SECTION 3.  G.S. 78A-49(d) reads as rewritten:

"(d)      The Administrator may by rule or order require the filing of any prospectus, pamphlet, circular, form letter, advertisement, or other sales literature or advertising communication addressed or intended for distribution to prospective investors, unless the security or transaction is exempted by G.S. 78A-16 or 78A-17 (except 78A-17(9), (17), and (19))G.S. 78A-16, G.S. 78A-17 (except G.S. 78A-17(9), (17), (19), and (20)) and such exemption has not been denied or revoked under G.S. 78A-18 or the security is a security covered under federal law or the transaction is with respect to a security covered under federal law."

SECTION 4.(a)  Notwithstanding any provision of Article 2A of Chapter 150B of the General Statutes, within 12 months of the effective date of this act, the Secretary of State shall adopt rules to implement the provisions of this act in accordance with the following procedure:

(1)        At least 15 business days prior to adopting a rule, submit the rule and a notice of public hearing to the Codifier of Rules. The Codifier of Rules shall publish the proposed rule and the notice of public hearing on the Internet within five business days.
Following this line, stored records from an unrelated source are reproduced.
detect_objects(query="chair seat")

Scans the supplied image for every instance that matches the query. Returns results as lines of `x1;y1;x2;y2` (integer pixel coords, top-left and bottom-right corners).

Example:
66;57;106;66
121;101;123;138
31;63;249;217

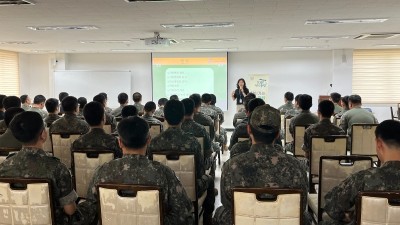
308;193;318;215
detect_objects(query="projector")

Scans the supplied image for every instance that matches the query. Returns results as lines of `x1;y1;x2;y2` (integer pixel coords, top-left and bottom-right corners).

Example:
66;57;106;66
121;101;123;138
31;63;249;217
144;37;170;46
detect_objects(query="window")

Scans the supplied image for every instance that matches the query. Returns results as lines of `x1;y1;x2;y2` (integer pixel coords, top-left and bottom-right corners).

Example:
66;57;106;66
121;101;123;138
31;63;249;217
353;49;400;104
0;50;19;96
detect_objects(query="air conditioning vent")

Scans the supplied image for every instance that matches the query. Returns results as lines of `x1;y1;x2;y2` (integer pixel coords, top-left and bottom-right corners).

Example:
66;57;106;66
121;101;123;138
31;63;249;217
0;0;34;6
354;33;400;40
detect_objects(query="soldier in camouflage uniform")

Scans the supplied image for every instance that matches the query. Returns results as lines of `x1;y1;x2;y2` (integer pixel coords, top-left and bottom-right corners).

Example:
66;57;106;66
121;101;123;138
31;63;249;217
28;95;49;119
213;104;309;225
0;96;22;133
302;100;345;159
229;98;265;150
93;94;117;133
147;99;215;225
142;101;163;125
0;111;78;225
210;94;228;149
133;92;144;115
330;92;343;115
110;92;128;117
71;102;122;158
322;120;400;225
0;107;24;148
232;93;255;127
49;96;90;134
277;91;295;115
229;139;251;158
284;94;302;118
190;94;215;140
78;116;193;225
44;98;61;126
200;93;219;120
154;97;168;118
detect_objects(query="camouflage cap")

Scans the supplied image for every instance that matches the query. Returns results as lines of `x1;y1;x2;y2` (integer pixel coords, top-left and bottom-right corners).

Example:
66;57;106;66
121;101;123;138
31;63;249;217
249;104;281;133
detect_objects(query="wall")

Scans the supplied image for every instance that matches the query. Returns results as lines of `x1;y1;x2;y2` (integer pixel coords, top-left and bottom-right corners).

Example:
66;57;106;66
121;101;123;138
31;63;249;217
19;50;392;129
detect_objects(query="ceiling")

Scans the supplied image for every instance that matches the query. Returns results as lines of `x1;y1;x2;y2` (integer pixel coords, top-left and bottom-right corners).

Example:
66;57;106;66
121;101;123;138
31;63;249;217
1;0;400;53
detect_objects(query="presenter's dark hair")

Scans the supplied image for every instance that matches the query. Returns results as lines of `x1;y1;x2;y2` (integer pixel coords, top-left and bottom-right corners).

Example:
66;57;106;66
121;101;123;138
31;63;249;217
45;98;59;113
118;116;149;149
62;96;78;112
164;100;184;125
236;78;247;89
83;101;104;126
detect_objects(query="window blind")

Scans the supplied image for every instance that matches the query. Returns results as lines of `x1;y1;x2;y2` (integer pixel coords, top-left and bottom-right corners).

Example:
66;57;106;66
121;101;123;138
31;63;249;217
0;50;19;96
353;49;400;104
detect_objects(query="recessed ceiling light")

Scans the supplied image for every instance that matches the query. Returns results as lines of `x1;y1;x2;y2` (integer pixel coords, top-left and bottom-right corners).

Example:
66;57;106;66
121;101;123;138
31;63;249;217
282;46;328;49
161;22;234;29
181;38;236;42
80;40;132;44
0;41;34;44
125;0;202;2
194;48;238;51
0;0;34;6
291;36;351;40
111;49;154;52
305;18;388;25
27;25;99;31
30;50;55;53
374;44;400;47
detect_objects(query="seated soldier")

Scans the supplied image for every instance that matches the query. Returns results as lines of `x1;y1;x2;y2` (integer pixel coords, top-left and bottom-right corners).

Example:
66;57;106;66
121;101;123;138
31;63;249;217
333;95;349;124
147;99;215;225
213;104;309;225
44;98;60;126
233;93;255;127
0;94;6;120
93;94;117;133
99;92;112;114
142;101;162;125
49;96;90;134
0;107;24;148
210;94;228;150
0;95;22;132
190;93;215;140
330;92;343;115
111;92;128;117
322;120;400;225
154;97;168;118
28;94;48;119
181;98;213;172
20;94;32;111
285;94;302;118
169;94;179;100
78;116;193;225
229;140;251;158
200;93;218;120
58;92;69;114
286;94;319;153
77;97;87;117
71;102;122;158
0;111;77;224
132;92;144;115
121;105;138;118
277;91;295;115
303;100;345;159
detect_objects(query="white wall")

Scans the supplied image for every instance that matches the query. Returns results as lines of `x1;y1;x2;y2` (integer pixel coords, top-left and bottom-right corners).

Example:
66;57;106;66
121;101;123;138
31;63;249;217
19;50;392;129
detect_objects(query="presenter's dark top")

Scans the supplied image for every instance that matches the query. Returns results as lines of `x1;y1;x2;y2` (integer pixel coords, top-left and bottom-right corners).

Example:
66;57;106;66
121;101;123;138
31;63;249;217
233;88;249;105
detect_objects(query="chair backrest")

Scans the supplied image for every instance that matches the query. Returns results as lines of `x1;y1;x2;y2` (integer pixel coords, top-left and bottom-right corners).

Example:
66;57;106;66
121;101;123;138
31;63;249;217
50;133;81;168
310;135;347;176
103;125;112;134
149;124;162;138
152;152;196;201
196;137;204;157
0;178;55;225
317;156;373;222
0;147;20;164
71;150;114;198
356;191;400;225
284;118;293;143
238;138;249;142
232;188;303;225
214;117;220;135
351;124;378;156
161;120;169;130
280;115;285;133
97;184;162;225
43;127;52;154
293;125;309;157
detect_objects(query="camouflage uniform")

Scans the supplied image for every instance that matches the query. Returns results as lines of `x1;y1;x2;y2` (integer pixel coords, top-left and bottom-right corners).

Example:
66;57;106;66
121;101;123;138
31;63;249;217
0;120;6;133
49;113;90;134
302;118;345;154
339;107;378;135
284;108;300;118
71;128;122;158
233;110;246;127
229;140;251;158
213;143;309;225
0;128;22;148
147;126;215;219
194;112;215;141
209;104;227;145
28;107;48;119
0;147;78;225
322;161;400;225
228;118;249;150
154;106;164;118
200;104;218;120
78;154;194;225
110;105;123;117
289;110;319;137
277;101;294;115
181;119;212;159
333;103;343;115
104;106;112;114
142;114;163;125
44;113;61;126
210;105;224;124
105;112;117;133
134;102;144;114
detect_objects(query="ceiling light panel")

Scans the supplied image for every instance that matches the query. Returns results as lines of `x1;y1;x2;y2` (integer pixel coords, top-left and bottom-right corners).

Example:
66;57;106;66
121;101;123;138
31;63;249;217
305;18;388;25
125;0;202;2
161;22;234;29
194;48;238;51
80;40;132;44
181;38;236;42
282;46;329;49
0;0;34;6
291;36;351;40
0;41;34;44
111;49;154;52
374;44;400;47
27;25;99;31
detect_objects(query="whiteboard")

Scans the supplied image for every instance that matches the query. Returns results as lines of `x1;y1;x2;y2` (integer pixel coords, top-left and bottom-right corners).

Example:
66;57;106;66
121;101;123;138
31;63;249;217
54;70;131;108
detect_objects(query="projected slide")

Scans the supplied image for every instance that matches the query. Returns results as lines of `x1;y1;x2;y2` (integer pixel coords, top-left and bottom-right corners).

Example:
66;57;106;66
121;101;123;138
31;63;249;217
152;55;228;110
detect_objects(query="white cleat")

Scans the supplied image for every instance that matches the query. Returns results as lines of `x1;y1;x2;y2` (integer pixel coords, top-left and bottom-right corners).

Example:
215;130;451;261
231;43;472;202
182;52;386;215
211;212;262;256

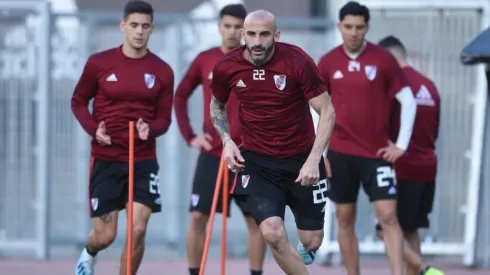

(2)        At least 15 business days prior to adopting a rule, notify persons on the mailing list maintained pursuant to G.S. 150B-21.2(d) and any other interested parties of the Secretary's intent to adopt a rule and of the public hearing.

(3)        Accept written comments on the proposed rule for at least 15 business days prior to adoption of the rule.

(4)        Hold at least one public hearing on the proposed rule no less than five days after the rule and notice have been published.

A rule adopted in accordance with this section becomes effective on the first day of the month following the month the Secretary adopts the rule and submits the rule to the Codifier of Rules for entry into the North Carolina Administrative Code. Any rule adopted more than 12 months after the effective date of this act shall comply with the requirement of Article 2A of Chapter 150B of the General Statutes.

SECTION 4.(b)  This section is effective when it becomes law and expires 12 months after the effective date of this act.

SECTION 5.  This act is effective when it becomes law and expires on July 1, 2017.